Limitations & Future Work¶
- Applicable only to Transformer-like models; SSM-based models (e.g., Mamba, RWKV) are not directly supported.
- KV-cache inversion remains feasible for MHA models; GQA/MLA provides practical security but lacks a mathematical guarantee.
- Equivalence is difficult to strictly verify; benchmark providers need standardized calibration and backtesting protocols.
- Anchor model selection may introduce bias (marginalizing small model families).
- Multi-turn, dynamic, and interactive benchmarks (CoQA, WebShop, DynaBench) require specialized adaptation.
- While storage increments are controllable (350MB/100K tokens), large-scale benchmarks like MMLU still require >17GB, necessitating further optimization for long-term accumulation.
Related Work & Insights¶
- vs. Decontamination: Identification precision is low at the trillion-token scale; CRD focus on prevention rather than detection.
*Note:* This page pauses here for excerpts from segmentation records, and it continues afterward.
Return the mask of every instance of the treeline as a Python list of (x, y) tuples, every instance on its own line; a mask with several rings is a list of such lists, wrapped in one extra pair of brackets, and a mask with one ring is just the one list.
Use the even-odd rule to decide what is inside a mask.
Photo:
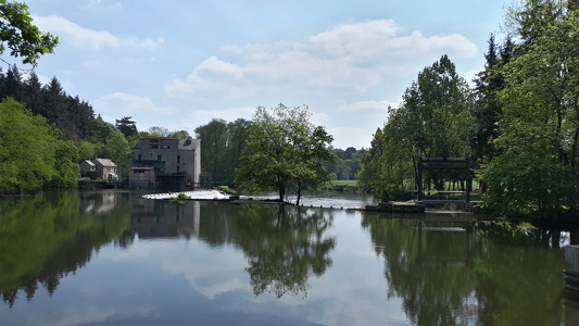
[[(78, 163), (93, 158), (111, 159), (121, 177), (129, 172), (131, 147), (140, 137), (190, 137), (186, 130), (151, 127), (139, 131), (130, 116), (115, 125), (95, 115), (92, 106), (67, 95), (53, 77), (42, 85), (30, 72), (0, 71), (0, 192), (39, 188), (75, 188)], [(204, 186), (234, 186), (236, 168), (252, 122), (214, 118), (194, 129), (201, 141)], [(327, 164), (338, 179), (354, 179), (364, 150), (332, 149), (337, 163)]]
[(469, 158), (486, 204), (508, 215), (579, 208), (579, 1), (526, 0), (489, 38), (474, 89), (446, 55), (418, 74), (374, 135), (362, 184), (383, 199), (417, 183), (443, 189), (441, 171), (417, 178), (418, 156)]

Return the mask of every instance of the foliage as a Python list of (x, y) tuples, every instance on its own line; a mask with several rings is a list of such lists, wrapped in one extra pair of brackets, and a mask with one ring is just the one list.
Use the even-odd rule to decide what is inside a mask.
[[(470, 108), (467, 83), (442, 55), (418, 74), (400, 108), (389, 108), (388, 122), (376, 131), (363, 159), (361, 184), (378, 198), (397, 198), (420, 181), (417, 155), (468, 158), (475, 125)], [(437, 189), (442, 189), (440, 175), (429, 177)]]
[(115, 129), (121, 131), (125, 137), (137, 135), (137, 123), (131, 120), (133, 116), (123, 116), (121, 120), (115, 120)]
[(196, 128), (198, 138), (201, 139), (201, 168), (210, 173), (210, 183), (216, 186), (225, 178), (227, 162), (227, 123), (214, 118), (209, 124)]
[(56, 173), (58, 130), (14, 99), (0, 102), (0, 191), (38, 189)]
[(40, 55), (52, 53), (58, 43), (58, 37), (33, 25), (28, 5), (0, 0), (0, 54), (9, 49), (10, 55), (36, 66)]
[(481, 173), (486, 205), (506, 215), (553, 217), (577, 208), (579, 173), (554, 159), (504, 154)]
[(0, 198), (0, 293), (8, 305), (21, 291), (32, 300), (39, 286), (52, 294), (64, 275), (130, 230), (127, 200), (115, 201), (105, 215), (79, 210), (110, 206), (110, 196), (61, 191)]
[(293, 189), (301, 191), (330, 180), (324, 162), (336, 155), (327, 148), (332, 137), (310, 123), (307, 106), (279, 104), (270, 111), (259, 106), (241, 153), (236, 184), (248, 191), (277, 191), (282, 201)]
[(234, 184), (250, 125), (251, 122), (243, 118), (229, 123), (214, 118), (196, 128), (196, 135), (201, 139), (201, 168), (207, 173), (205, 183), (213, 186)]
[(42, 86), (36, 73), (32, 72), (26, 80), (22, 80), (18, 70), (12, 67), (5, 74), (0, 73), (0, 98), (7, 97), (26, 103), (34, 114), (55, 124), (66, 140), (78, 143), (91, 137), (92, 108), (78, 97), (66, 95), (55, 77)]
[(354, 147), (349, 147), (345, 150), (331, 148), (331, 151), (338, 159), (333, 163), (325, 164), (328, 173), (338, 180), (357, 179), (357, 173), (362, 168), (362, 158), (367, 153), (367, 150), (356, 150)]

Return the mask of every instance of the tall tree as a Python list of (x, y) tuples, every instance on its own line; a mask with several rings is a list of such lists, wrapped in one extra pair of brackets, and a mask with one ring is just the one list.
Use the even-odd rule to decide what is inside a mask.
[[(389, 110), (388, 122), (374, 135), (373, 148), (363, 161), (362, 184), (378, 197), (398, 197), (421, 181), (417, 178), (417, 153), (470, 156), (470, 109), (468, 84), (442, 55), (418, 74), (417, 82), (406, 89), (402, 105)], [(414, 180), (408, 184), (408, 178)], [(430, 178), (437, 189), (443, 187), (440, 174), (433, 173)]]
[[(489, 204), (504, 213), (544, 215), (579, 206), (576, 4), (527, 0), (509, 12), (511, 33), (518, 41), (502, 70), (507, 83), (500, 93), (501, 156), (482, 173)], [(545, 177), (553, 172), (565, 177)]]
[(307, 106), (259, 106), (236, 184), (248, 191), (277, 191), (280, 201), (294, 189), (299, 204), (303, 189), (329, 181), (323, 163), (336, 159), (328, 149), (333, 138), (310, 123), (310, 116)]
[(36, 66), (40, 55), (52, 53), (58, 43), (58, 37), (33, 25), (28, 5), (0, 0), (0, 54), (8, 49), (10, 55)]
[(131, 120), (133, 116), (123, 116), (121, 120), (115, 120), (115, 128), (121, 131), (125, 137), (131, 137), (137, 135), (137, 123)]

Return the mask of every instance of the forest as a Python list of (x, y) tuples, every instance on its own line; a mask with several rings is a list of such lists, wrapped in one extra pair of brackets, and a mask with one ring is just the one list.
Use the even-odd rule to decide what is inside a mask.
[[(467, 158), (484, 204), (506, 215), (561, 215), (579, 206), (579, 1), (525, 0), (505, 13), (504, 39), (488, 39), (473, 84), (446, 54), (418, 73), (389, 108), (370, 148), (335, 149), (333, 179), (358, 179), (382, 200), (407, 198), (418, 183), (444, 189), (460, 177), (417, 179), (419, 158)], [(474, 86), (471, 86), (474, 85)], [(75, 187), (77, 163), (112, 159), (126, 176), (143, 136), (202, 140), (203, 181), (234, 185), (252, 121), (214, 118), (194, 129), (138, 130), (130, 116), (106, 123), (56, 77), (0, 72), (0, 192)], [(330, 137), (331, 138), (331, 137)], [(328, 138), (329, 139), (329, 138)]]

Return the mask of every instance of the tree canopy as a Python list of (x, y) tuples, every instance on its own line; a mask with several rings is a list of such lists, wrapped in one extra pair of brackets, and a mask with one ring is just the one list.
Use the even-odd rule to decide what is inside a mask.
[[(468, 156), (474, 133), (471, 96), (446, 55), (424, 68), (403, 96), (398, 109), (390, 108), (388, 122), (374, 135), (363, 160), (360, 180), (382, 199), (397, 198), (416, 187), (417, 155)], [(430, 176), (437, 189), (438, 174)]]
[(328, 149), (333, 138), (310, 123), (310, 115), (307, 106), (259, 106), (241, 152), (236, 184), (248, 191), (277, 191), (280, 201), (291, 189), (299, 204), (302, 190), (328, 181), (324, 162), (336, 160)]
[(33, 25), (28, 5), (0, 0), (0, 55), (8, 49), (10, 55), (36, 66), (38, 59), (52, 53), (58, 43), (58, 37)]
- vs. Private Benchmarks + Third-party Evaluation: Those raise barriers and harm open science; CRD remains public but unlearnable.
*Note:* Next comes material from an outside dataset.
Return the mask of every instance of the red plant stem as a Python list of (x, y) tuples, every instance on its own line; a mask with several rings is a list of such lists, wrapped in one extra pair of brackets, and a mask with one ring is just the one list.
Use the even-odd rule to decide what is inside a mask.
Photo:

- vs. Dynamic Benchmarks: Those lose longitudinal comparability; CRDs are static and reproducible.
- vs. Unlearnable Data (Images): Image perturbation fails on text due to paraphrasing; CRD bypasses data-level obfuscation.
- Insight: Utilizing the mathematical properties of model architectures as a resource for security and privacy infrastructure can be extended to model attribution, watermarking, and privacy governance.
Rating¶
- Novelty: ⭐⭐⭐⭐⭐ Releasing CRD through architectural asymmetry is a truly new direction orthogonal to existing anti-contamination routes.
- Experimental Thoroughness: ⭐⭐⭐ (Position Paper) — Primarily focuses on argumentation and feasibility analysis rather than SOTA numbers; however, the compatibility table and storage estimates are clear.
- Writing Quality: ⭐⭐⭐⭐ The three properties are clearly formalized, the training-inference diagram is intuitive, and the interdisciplinary synthesis is solid.
- Value: ⭐⭐⭐⭐⭐ Addresses fundamental issues in the evaluation ecosystem; if adopted, it would qualitatively improve the reliability of LLM benchmarks.